Türkiye'nin, tedarik zinciri bakımından ne kadar önemli bir ülke olduğunun farkında olduklarını dile getiren Kaymakcı, Türkiye'nin, AB Gümrük Birliği'nin güncellenmesinin çok iyi bir çare olabileceğini düşündüğünü söyledi.
Kaymakcı, "Türkiye ve diğer Avrupa ekonomileri birbiriyle bağlantılı. Mümkün olduğunca ortak politikaları takip etmeye çalışmalıyız." diye konuştu.
Gümrük Birliği'nden bahsediyorken vize konusunun da hala gündemde olduğunu belirten Kaymakcı, tamamlanması gereken 6 madde kalmasına rağmen Türk iş dünyasının serbest dolaşımı hak ettiğini vurguladı.
Kaymakcı, "İş dünyası için kolaylaştırmaya ihtiyacımız var. Bu olsun ki serbest şekilde ticaretlerini yapabilsinler." ifadesini kullandı.
-AB Türkiye Delegasyonu Başkanı Meyer-Landrut
Avrupa Birliği (AB) Türkiye Delegasyonu Başkanı Büyükelçi Nikolaus Meyer-Landrut, mevcut koşullar ve salgın şartlarına rağmen böyle bir etkinlik düzenledikleri için organizasyonda emeği geçenlere teşekkür etti.
Meyer-Landrut, 8 Mart'ta Dünya Kadınlar Günü'nün kutlandığını hatırlatarak, kadınlara hem kamuda hem özel sektörde karar verme mekanizmalarında yer vermenin son derece önemli olduğunu söyledi.
"Kadınların iş gücüne katılması çok önemli." diyen Meyer-Landrut, bunun aksinin Gayri Safi Yurt İçi Hasıla'nın (GSYİH) yüzde 50'sini kaybetmek anlamına geleceğini ifade etti.
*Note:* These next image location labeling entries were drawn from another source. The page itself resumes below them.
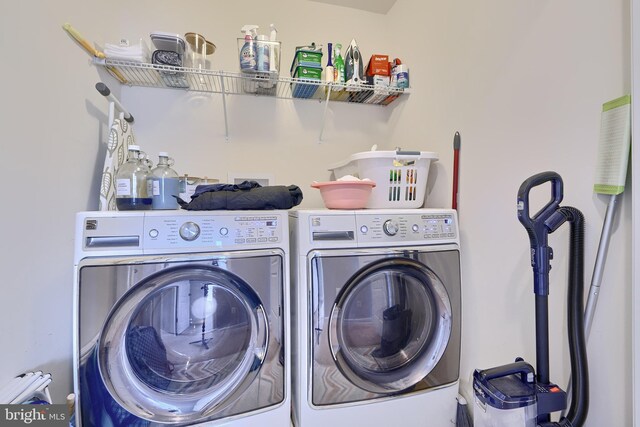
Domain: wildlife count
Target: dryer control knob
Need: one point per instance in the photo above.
(390, 227)
(189, 231)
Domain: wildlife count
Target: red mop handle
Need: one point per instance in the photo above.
(456, 162)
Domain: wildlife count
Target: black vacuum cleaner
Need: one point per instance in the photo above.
(514, 395)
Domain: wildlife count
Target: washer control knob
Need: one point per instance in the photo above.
(390, 227)
(189, 231)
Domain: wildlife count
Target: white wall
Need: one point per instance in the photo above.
(522, 82)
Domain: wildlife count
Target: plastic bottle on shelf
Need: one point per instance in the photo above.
(248, 50)
(164, 184)
(338, 65)
(131, 183)
(262, 53)
(328, 70)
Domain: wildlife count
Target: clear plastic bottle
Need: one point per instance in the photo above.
(165, 184)
(131, 183)
(338, 65)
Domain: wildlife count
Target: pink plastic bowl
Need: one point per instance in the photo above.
(345, 194)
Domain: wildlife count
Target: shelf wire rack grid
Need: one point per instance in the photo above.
(260, 84)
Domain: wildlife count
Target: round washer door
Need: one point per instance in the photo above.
(390, 325)
(182, 343)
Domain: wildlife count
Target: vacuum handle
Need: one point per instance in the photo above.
(536, 224)
(521, 367)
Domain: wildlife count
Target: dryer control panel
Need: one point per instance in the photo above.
(137, 232)
(413, 227)
(167, 232)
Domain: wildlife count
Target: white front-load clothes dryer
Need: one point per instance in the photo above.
(182, 318)
(376, 317)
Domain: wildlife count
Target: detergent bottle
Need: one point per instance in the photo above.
(338, 65)
(248, 53)
(131, 183)
(164, 183)
(262, 53)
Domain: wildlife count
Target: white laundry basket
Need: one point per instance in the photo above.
(400, 176)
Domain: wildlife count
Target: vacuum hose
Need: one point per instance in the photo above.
(579, 407)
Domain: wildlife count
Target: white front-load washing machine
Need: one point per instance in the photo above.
(182, 318)
(376, 317)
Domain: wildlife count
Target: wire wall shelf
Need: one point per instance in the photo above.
(259, 84)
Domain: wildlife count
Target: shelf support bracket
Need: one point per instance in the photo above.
(324, 113)
(224, 107)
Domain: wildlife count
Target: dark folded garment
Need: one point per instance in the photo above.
(166, 57)
(245, 196)
(174, 59)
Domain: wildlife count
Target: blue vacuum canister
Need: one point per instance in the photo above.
(505, 396)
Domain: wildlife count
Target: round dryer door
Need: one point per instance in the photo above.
(390, 325)
(182, 343)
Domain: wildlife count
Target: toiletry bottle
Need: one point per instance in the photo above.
(165, 184)
(329, 71)
(338, 65)
(274, 50)
(262, 53)
(248, 50)
(131, 183)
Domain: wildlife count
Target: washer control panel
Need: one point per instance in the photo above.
(390, 227)
(182, 231)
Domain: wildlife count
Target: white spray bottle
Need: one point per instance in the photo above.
(274, 52)
(248, 50)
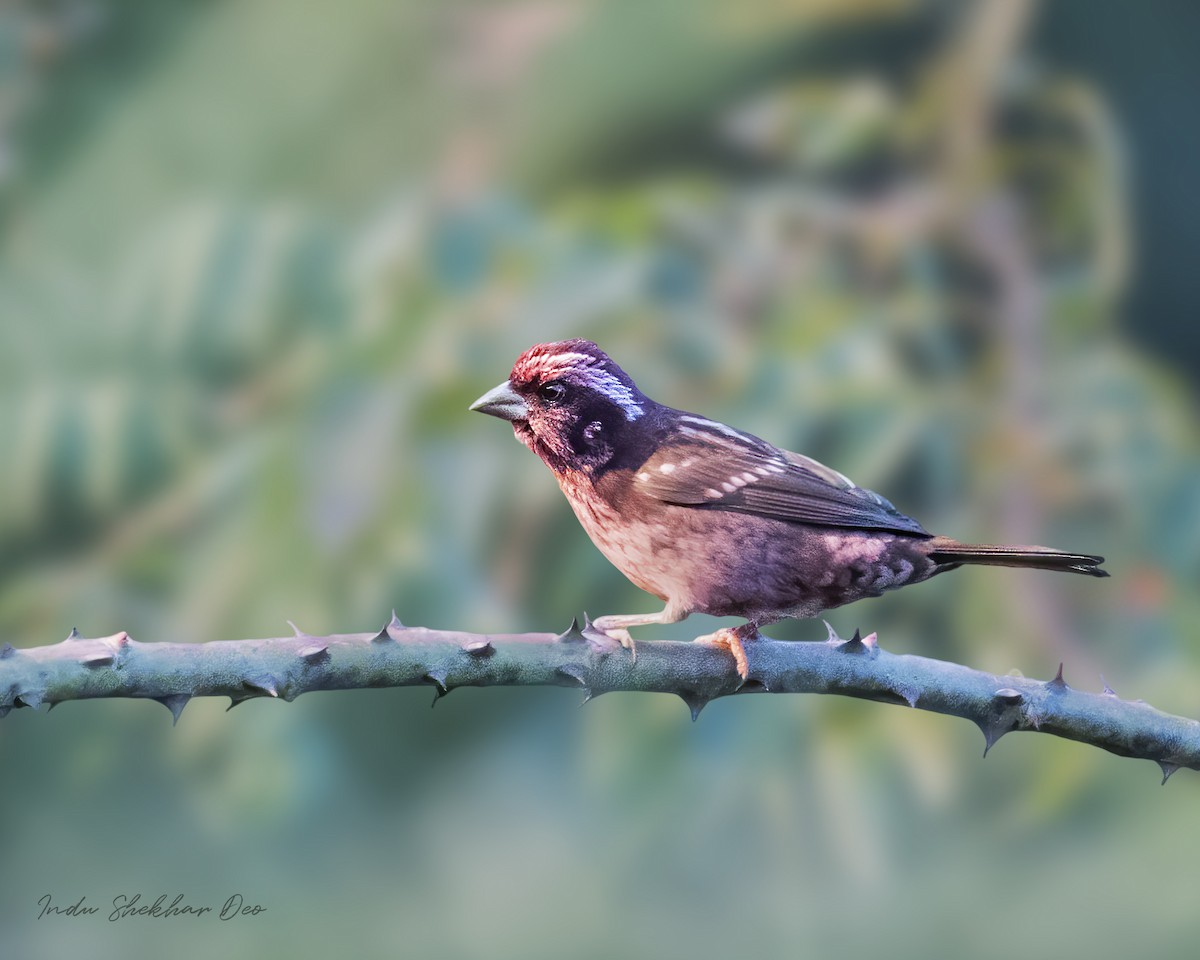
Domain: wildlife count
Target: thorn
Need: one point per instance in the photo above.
(991, 732)
(175, 703)
(439, 682)
(265, 683)
(573, 633)
(909, 694)
(695, 702)
(574, 675)
(861, 645)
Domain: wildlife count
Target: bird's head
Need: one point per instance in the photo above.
(569, 403)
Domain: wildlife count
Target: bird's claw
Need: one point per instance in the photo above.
(731, 639)
(621, 635)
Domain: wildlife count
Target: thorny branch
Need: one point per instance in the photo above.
(397, 655)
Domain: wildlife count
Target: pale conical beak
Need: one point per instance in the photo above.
(502, 401)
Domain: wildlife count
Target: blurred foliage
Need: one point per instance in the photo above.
(253, 267)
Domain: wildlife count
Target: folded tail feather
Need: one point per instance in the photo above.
(946, 551)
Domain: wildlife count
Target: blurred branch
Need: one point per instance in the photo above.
(397, 655)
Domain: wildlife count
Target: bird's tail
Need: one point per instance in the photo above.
(945, 551)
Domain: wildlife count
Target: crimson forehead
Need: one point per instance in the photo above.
(593, 370)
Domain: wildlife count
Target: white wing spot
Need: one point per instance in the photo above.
(736, 435)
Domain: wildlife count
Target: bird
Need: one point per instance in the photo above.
(711, 519)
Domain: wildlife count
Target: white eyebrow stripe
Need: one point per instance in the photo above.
(605, 383)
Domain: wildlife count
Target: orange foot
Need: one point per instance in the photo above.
(732, 639)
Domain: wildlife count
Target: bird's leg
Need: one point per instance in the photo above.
(732, 639)
(617, 625)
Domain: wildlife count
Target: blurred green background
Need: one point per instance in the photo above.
(257, 258)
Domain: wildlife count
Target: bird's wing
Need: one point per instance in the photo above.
(715, 467)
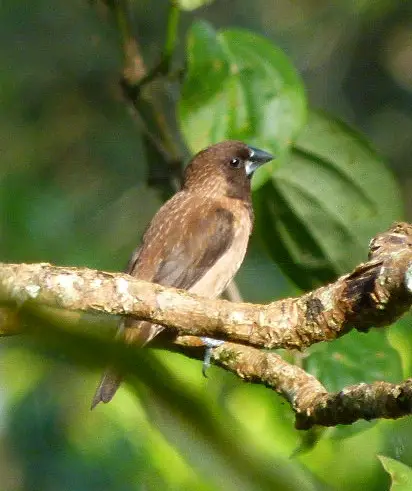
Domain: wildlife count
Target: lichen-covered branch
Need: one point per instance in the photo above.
(312, 403)
(374, 294)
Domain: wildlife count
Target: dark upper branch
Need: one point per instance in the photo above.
(374, 294)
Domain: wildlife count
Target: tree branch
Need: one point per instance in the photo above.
(375, 293)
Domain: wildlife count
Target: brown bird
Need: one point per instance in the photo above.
(198, 239)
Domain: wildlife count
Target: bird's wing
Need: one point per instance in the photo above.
(184, 242)
(201, 243)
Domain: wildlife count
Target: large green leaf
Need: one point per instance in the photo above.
(400, 473)
(239, 86)
(320, 209)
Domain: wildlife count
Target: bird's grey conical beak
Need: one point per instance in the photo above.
(257, 158)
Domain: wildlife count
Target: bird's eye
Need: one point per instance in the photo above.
(235, 163)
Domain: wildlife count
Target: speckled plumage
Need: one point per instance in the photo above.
(196, 241)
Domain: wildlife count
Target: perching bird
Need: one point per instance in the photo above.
(198, 239)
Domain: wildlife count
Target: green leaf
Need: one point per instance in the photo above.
(400, 473)
(239, 86)
(318, 212)
(352, 359)
(192, 4)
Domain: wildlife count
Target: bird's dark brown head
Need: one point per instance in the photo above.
(224, 169)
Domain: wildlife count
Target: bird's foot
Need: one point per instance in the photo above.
(210, 345)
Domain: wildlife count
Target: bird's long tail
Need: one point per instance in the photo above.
(107, 388)
(137, 333)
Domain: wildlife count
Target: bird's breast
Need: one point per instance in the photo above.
(217, 278)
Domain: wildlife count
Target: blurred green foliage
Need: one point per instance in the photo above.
(79, 183)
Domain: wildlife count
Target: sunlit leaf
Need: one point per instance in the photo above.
(192, 4)
(401, 474)
(239, 86)
(318, 212)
Meyer-Landrut, gelecekte iklim değişikliğiyle mücadelede en ön saflarda kadınların koşacağını belirtti.
Türkiye'deki iş dünyasının ve özel sektörün Yeşil Mutabakata büyük katkısı olduğunu vurgulayan Meyer-Landrut, "Bu durum beni gelecekle ilgili umutlandırıyor." dedi.
Türkiye ile AB arasında çok eski bir geçmiş ve yakın ekonomik bağımlılıklar olduğunu söyleyen Meyer-Landrut, bu durumun her iki tarafı daha da bağlı hale getirdiğini vurguladı.
Meyer-Landrut, "AB Yeşil Mutabakatı sadece çevreyle ilgili değil. Yeşil Mutabakat bizim (AB'nin) en büyük stratejimiz." dedi. Meyer-Landrut, AB'nin dünyanın en büyük ticaret ortaklığı olduğuna ve 74 ülkeyle çalıştıklarına dikkati çekti.
Meyer-Landrut, "Türkiye ve AB iş dünyası ile özel sektörleri arasında yoğun bir iş birliği ve organizasyon söz konusu. Ekonomik entegrasyon dediğimizde birlikte yapılacak birçok iş var. Türkiye, Gümrük Birliği'nin bir parçası ve AB üye adayı olarak AB'nin daha sürdürülebilir yeşil ekonomisinin bir parçası olmalı." dedi.